Y, por fin, los dos libros de poesía de 2022 que más me han gustado han sido los nuevos libros de Antonio Moreno y de Esperanza López-Parada. El primero, Lo inesperado (Renacimiento), es un eslabón más en la poesía contemplativa del alicantino, o mejor un escalón, pues en cada nueva entrega de su poesía se va percibiendo un camino ascendente, cada vez es mejor sin dejar de ser exactamente el mismo, hondo y sabio. Son poemas de un caminante, de un silencioso, de un observador, de un hombre en paz que parece no dejar de anhelar más paz, más silencio, más visitas a los caminos de siempre, más días iguales, merecer más poemas que seguir dedicando, como siempre, a Bárbara. Se abusa de ese tópico del poeta que «sin hacer ruido» acaba llegando y convenciendo, pero con Antonio Moreno funciona de verdad: más allá de haber querido ir sacando su obra en editoriales que la mimaran, que la vistieran bien (es inevitable desear lo mejor para los propios hijos, para los propios libros: que salgan al mundo sanos y pulcros), Moreno ha burlado siempre al demonio de la autopromoción, lo cual no ha impedido que, felizmente, su sigilosa obra vaya conquistando estanterías y afectos, y no es difícil vaticinar que, de un modo perfectamente natural, sin buscarlas, irá adquiriendo aún más estatura y visibilidad este poeta que sabe «esto que más importa: no de dónde / vinimos, ni tampoco a dónde iremos, / sino el lugar en donde estamos todos / los que aquí estamos. Nube de esta tierra, / que eres más que mi nombre, siendo nada / como soy sin un antes ni un después, / igual que tú, a merced también del aire».

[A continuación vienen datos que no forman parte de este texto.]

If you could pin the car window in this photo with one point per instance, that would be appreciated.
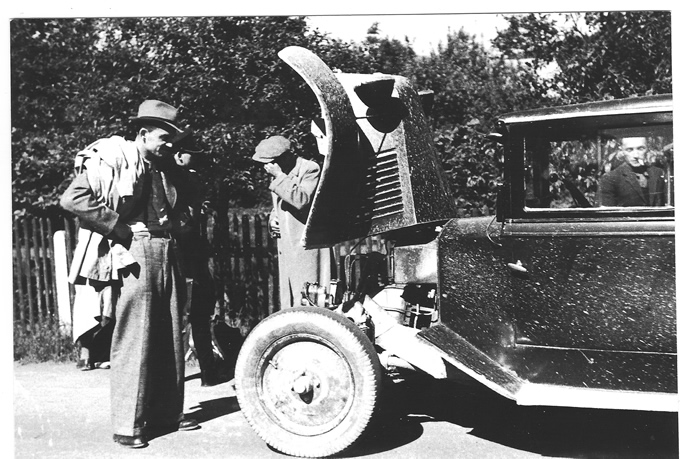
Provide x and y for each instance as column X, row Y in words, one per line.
column 618, row 167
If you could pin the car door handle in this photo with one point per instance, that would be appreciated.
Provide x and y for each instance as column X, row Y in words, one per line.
column 517, row 267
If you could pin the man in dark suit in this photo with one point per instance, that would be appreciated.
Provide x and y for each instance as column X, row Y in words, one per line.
column 633, row 183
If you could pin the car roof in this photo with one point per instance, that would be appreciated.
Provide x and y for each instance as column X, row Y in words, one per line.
column 645, row 104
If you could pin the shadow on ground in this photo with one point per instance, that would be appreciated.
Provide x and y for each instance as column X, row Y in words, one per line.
column 552, row 432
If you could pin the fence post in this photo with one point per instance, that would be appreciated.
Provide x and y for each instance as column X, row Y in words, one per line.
column 18, row 274
column 61, row 281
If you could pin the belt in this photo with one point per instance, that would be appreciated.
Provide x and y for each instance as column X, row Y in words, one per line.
column 166, row 234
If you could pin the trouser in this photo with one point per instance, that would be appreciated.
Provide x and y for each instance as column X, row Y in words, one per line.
column 147, row 374
column 201, row 311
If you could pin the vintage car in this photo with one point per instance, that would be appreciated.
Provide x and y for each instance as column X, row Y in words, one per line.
column 557, row 300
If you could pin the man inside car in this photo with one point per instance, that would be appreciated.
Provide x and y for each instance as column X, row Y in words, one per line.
column 635, row 182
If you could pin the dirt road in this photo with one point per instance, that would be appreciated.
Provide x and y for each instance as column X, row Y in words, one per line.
column 64, row 413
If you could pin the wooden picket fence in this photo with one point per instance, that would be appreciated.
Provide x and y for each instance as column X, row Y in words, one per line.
column 243, row 261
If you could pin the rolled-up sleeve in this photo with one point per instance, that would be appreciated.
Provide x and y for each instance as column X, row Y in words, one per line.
column 297, row 191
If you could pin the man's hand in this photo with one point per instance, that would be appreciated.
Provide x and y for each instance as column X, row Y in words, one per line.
column 121, row 233
column 274, row 227
column 273, row 169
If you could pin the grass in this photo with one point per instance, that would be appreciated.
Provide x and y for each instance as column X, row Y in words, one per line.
column 44, row 342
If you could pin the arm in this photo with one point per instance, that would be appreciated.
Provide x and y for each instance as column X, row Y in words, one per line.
column 606, row 193
column 297, row 193
column 79, row 199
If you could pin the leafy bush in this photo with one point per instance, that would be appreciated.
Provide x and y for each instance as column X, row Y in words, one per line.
column 43, row 342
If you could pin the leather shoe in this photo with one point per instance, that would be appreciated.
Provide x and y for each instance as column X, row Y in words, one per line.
column 135, row 441
column 85, row 365
column 188, row 424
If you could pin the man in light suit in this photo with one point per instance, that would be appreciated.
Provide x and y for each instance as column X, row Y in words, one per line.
column 294, row 181
column 633, row 183
column 127, row 207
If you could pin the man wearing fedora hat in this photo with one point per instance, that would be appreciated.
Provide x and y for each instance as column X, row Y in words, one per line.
column 127, row 207
column 293, row 183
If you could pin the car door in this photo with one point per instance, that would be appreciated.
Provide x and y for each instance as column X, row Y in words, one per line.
column 583, row 276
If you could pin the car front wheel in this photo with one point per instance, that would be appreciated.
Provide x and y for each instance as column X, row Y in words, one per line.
column 308, row 380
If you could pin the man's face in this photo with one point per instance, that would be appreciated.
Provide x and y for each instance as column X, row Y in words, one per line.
column 184, row 159
column 153, row 139
column 634, row 150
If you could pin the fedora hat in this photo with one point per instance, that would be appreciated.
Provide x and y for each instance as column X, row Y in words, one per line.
column 157, row 113
column 271, row 148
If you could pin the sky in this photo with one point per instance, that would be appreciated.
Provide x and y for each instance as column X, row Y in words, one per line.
column 424, row 31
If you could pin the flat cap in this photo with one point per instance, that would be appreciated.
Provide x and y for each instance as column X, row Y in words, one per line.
column 271, row 148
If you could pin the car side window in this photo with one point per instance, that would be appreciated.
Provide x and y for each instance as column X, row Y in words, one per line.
column 627, row 167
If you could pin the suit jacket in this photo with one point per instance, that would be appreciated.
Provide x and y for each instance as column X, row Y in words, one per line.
column 106, row 189
column 292, row 195
column 621, row 188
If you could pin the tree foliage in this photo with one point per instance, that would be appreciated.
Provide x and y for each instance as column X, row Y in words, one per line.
column 76, row 80
column 606, row 55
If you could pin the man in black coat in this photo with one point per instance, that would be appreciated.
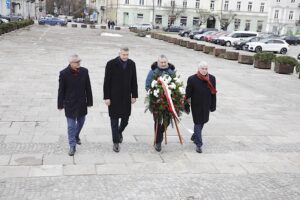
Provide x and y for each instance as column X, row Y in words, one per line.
column 201, row 88
column 120, row 91
column 74, row 95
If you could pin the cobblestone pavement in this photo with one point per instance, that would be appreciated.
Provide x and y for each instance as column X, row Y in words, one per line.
column 251, row 144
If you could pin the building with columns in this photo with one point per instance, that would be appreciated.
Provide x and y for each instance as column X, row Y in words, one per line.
column 26, row 8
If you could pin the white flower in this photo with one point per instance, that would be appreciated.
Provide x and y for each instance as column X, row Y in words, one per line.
column 154, row 83
column 181, row 89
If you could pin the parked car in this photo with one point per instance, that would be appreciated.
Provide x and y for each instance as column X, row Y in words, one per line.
column 273, row 45
column 174, row 29
column 243, row 44
column 12, row 17
column 3, row 21
column 292, row 39
column 236, row 36
column 201, row 36
column 215, row 38
column 200, row 31
column 142, row 26
column 52, row 21
column 185, row 32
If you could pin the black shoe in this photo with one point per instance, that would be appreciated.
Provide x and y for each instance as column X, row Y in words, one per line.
column 157, row 147
column 198, row 149
column 78, row 141
column 72, row 151
column 121, row 138
column 116, row 147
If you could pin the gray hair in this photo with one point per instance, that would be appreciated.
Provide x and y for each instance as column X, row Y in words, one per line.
column 202, row 64
column 124, row 49
column 162, row 57
column 74, row 58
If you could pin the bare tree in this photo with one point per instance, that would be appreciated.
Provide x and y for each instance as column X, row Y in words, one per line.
column 174, row 12
column 226, row 19
column 203, row 15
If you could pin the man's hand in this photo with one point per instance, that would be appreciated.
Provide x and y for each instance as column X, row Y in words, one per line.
column 133, row 100
column 107, row 102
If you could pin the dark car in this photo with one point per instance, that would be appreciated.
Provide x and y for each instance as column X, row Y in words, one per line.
column 200, row 31
column 185, row 33
column 292, row 39
column 174, row 29
column 12, row 17
column 52, row 21
column 242, row 44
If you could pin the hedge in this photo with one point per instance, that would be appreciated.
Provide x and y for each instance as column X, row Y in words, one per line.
column 11, row 26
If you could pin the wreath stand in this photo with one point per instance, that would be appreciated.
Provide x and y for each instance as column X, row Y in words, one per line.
column 177, row 130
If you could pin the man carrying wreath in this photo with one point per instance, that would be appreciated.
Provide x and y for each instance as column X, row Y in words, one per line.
column 159, row 68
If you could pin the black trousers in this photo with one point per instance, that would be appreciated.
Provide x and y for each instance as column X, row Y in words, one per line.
column 160, row 132
column 117, row 128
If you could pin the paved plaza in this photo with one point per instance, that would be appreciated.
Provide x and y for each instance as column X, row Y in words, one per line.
column 251, row 143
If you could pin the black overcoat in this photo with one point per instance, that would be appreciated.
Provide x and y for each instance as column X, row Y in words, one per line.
column 202, row 101
column 74, row 92
column 120, row 85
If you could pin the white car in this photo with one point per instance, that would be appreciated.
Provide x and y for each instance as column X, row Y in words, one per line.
column 272, row 44
column 201, row 36
column 143, row 26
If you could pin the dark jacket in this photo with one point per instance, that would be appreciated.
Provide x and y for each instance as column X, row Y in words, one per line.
column 74, row 92
column 202, row 101
column 120, row 85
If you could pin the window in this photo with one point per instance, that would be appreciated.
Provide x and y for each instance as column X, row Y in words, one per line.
column 262, row 7
column 259, row 26
column 196, row 21
column 158, row 2
column 184, row 3
column 183, row 21
column 237, row 23
column 140, row 16
column 291, row 15
column 226, row 5
column 238, row 6
column 158, row 19
column 172, row 3
column 212, row 5
column 197, row 4
column 247, row 25
column 276, row 14
column 250, row 6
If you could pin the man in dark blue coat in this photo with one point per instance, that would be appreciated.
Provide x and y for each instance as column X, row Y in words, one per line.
column 120, row 91
column 74, row 95
column 201, row 88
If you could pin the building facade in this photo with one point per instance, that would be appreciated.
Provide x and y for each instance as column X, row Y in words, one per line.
column 27, row 9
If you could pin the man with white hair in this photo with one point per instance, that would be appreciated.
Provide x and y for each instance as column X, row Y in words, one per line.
column 162, row 66
column 201, row 89
column 74, row 95
column 120, row 90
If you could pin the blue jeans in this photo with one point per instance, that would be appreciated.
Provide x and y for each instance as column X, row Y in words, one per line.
column 74, row 127
column 117, row 128
column 198, row 134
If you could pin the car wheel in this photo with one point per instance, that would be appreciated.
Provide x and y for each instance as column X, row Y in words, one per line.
column 283, row 51
column 258, row 49
column 228, row 43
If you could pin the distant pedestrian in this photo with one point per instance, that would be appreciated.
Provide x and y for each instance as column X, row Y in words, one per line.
column 74, row 95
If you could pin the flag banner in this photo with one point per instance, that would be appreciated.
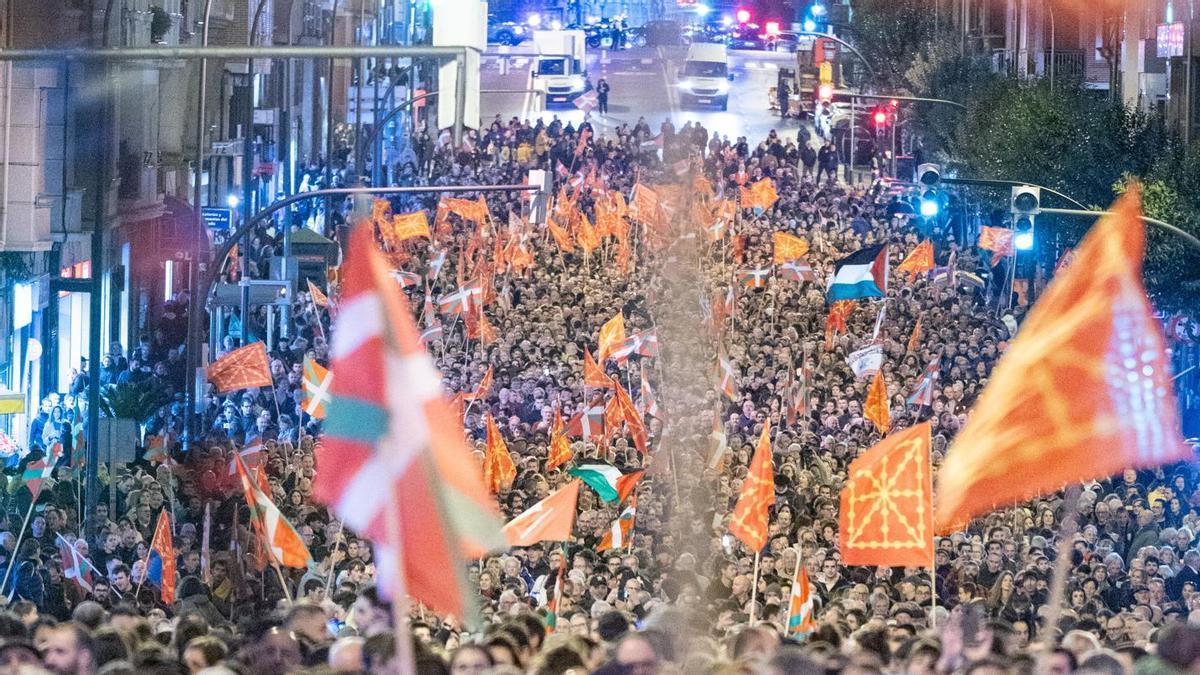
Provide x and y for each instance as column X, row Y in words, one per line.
column 919, row 261
column 887, row 506
column 244, row 368
column 876, row 407
column 1089, row 372
column 750, row 514
column 317, row 381
column 789, row 246
column 867, row 362
column 862, row 274
column 549, row 520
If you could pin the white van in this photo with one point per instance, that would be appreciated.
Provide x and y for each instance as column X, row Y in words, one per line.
column 706, row 76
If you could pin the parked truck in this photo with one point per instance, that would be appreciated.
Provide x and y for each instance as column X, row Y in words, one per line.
column 561, row 70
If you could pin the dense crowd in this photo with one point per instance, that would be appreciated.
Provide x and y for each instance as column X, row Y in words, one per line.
column 678, row 597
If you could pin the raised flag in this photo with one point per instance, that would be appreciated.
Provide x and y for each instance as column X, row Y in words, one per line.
column 317, row 381
column 750, row 514
column 481, row 389
column 789, row 246
column 923, row 395
column 1083, row 393
column 549, row 520
column 391, row 443
column 161, row 559
column 280, row 538
column 999, row 240
column 244, row 368
column 499, row 470
column 612, row 334
column 799, row 608
column 919, row 261
column 606, row 479
column 799, row 269
column 593, row 374
column 862, row 274
column 318, row 297
column 619, row 532
column 876, row 407
column 887, row 505
column 867, row 362
column 559, row 447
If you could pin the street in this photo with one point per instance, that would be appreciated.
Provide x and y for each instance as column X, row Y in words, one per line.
column 643, row 84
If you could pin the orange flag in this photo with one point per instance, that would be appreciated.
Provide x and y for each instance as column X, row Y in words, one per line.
column 559, row 447
column 549, row 520
column 406, row 226
column 789, row 248
column 996, row 239
column 499, row 470
column 915, row 340
column 876, row 407
column 919, row 261
column 887, row 506
column 1083, row 393
column 750, row 515
column 612, row 334
column 593, row 375
column 241, row 369
column 318, row 298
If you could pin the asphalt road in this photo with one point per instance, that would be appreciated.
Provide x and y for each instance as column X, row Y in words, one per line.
column 643, row 84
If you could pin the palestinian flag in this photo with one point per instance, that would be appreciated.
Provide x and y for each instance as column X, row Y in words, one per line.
column 607, row 481
column 862, row 274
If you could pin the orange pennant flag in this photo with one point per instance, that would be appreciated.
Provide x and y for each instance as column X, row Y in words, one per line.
column 559, row 447
column 1083, row 393
column 919, row 261
column 996, row 239
column 876, row 407
column 549, row 520
column 887, row 506
column 241, row 369
column 750, row 515
column 612, row 334
column 499, row 470
column 789, row 248
column 594, row 375
column 915, row 340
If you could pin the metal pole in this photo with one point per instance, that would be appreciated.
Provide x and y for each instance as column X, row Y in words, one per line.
column 192, row 359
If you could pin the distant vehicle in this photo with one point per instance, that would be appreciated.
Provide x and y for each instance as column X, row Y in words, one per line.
column 706, row 76
column 505, row 33
column 561, row 67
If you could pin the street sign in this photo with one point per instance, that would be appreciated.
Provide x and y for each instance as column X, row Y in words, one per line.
column 217, row 217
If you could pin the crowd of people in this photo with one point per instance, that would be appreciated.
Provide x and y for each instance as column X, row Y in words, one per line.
column 679, row 595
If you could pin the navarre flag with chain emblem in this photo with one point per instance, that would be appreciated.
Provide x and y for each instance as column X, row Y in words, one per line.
column 789, row 246
column 887, row 506
column 919, row 261
column 1084, row 390
column 549, row 520
column 559, row 447
column 499, row 470
column 317, row 381
column 750, row 515
column 612, row 334
column 244, row 368
column 876, row 407
column 391, row 442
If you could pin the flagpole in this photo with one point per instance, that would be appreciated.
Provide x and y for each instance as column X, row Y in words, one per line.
column 754, row 590
column 16, row 549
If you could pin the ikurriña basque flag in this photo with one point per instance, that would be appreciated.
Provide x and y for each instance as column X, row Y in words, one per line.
column 862, row 274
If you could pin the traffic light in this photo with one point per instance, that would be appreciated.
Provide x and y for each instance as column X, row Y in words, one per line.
column 1025, row 205
column 929, row 178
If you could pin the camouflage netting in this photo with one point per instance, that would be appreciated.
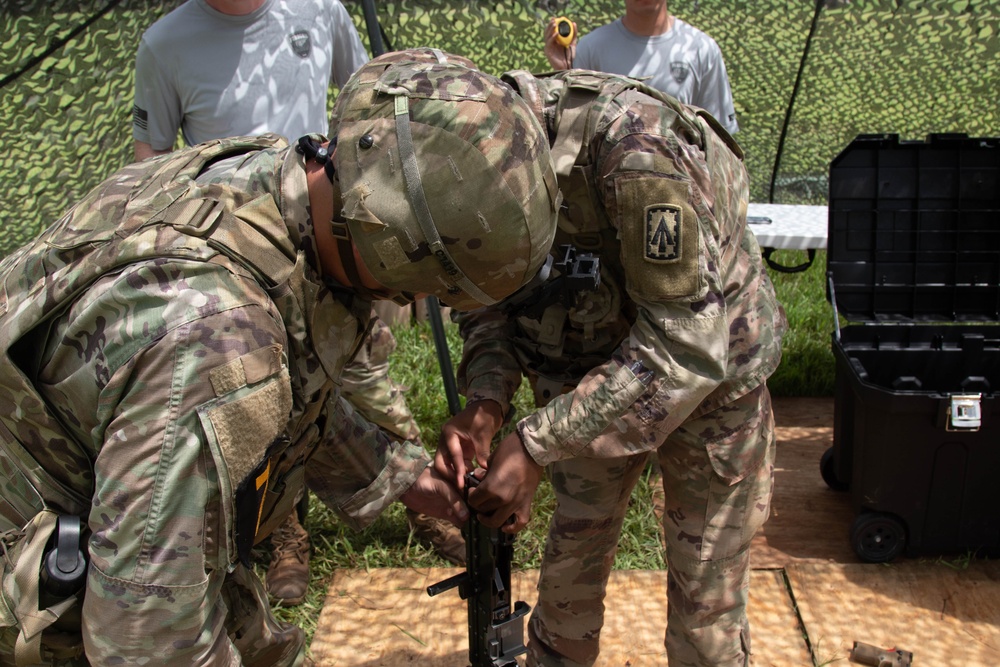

El de Esperanza López-Parada se titula, apetitosamente, Un tiempo de gracia (Pre-Textos), aunque lo que se cuenta en él (o, mejor, lo que despertó en algún momento la inspiración) es el doble duelo que, con un año de diferencia, provocó las muertes del padre y la pareja de la autora, dos hombres que dejan un vacío que aquí se sabe hacer discurso, o del que nace algo herido pero redentor, entristecido pero luminoso. El estupor infinito, el hueco repentino, la escandalosa soledad, la dificultad de recolocar las rutinas y los apegos, el no poder contar lo abatida que estás a esos que han producido el abatimiento con sus ausencias definitivas… dan lugar a una poesía que se complace, creo, en ver cómo colaboran lo intelectual y lo instintivo, la cultura y lo animal, lo aprendido y lo genético. Se consigue pensar la muerte sin hacerla mental, con un dolor de fondo que en el libro quiere revelarse, mucho más que rebelarse. Y es un dolor anterior, general, fuera del tiempo, en busca de alguna forma serena de plenitud: «Paseas por este lugar y no sabes que aquí hubo una batalla […] pero han sembrado rosas / como siempre se hizo donde murió la gente / […] abrir la tierra y depositar semillas y cuidar / –no con sangre– / lo que se ha plantado / mezclando con los huesos / el cartílago verde de un tiempo más sensato».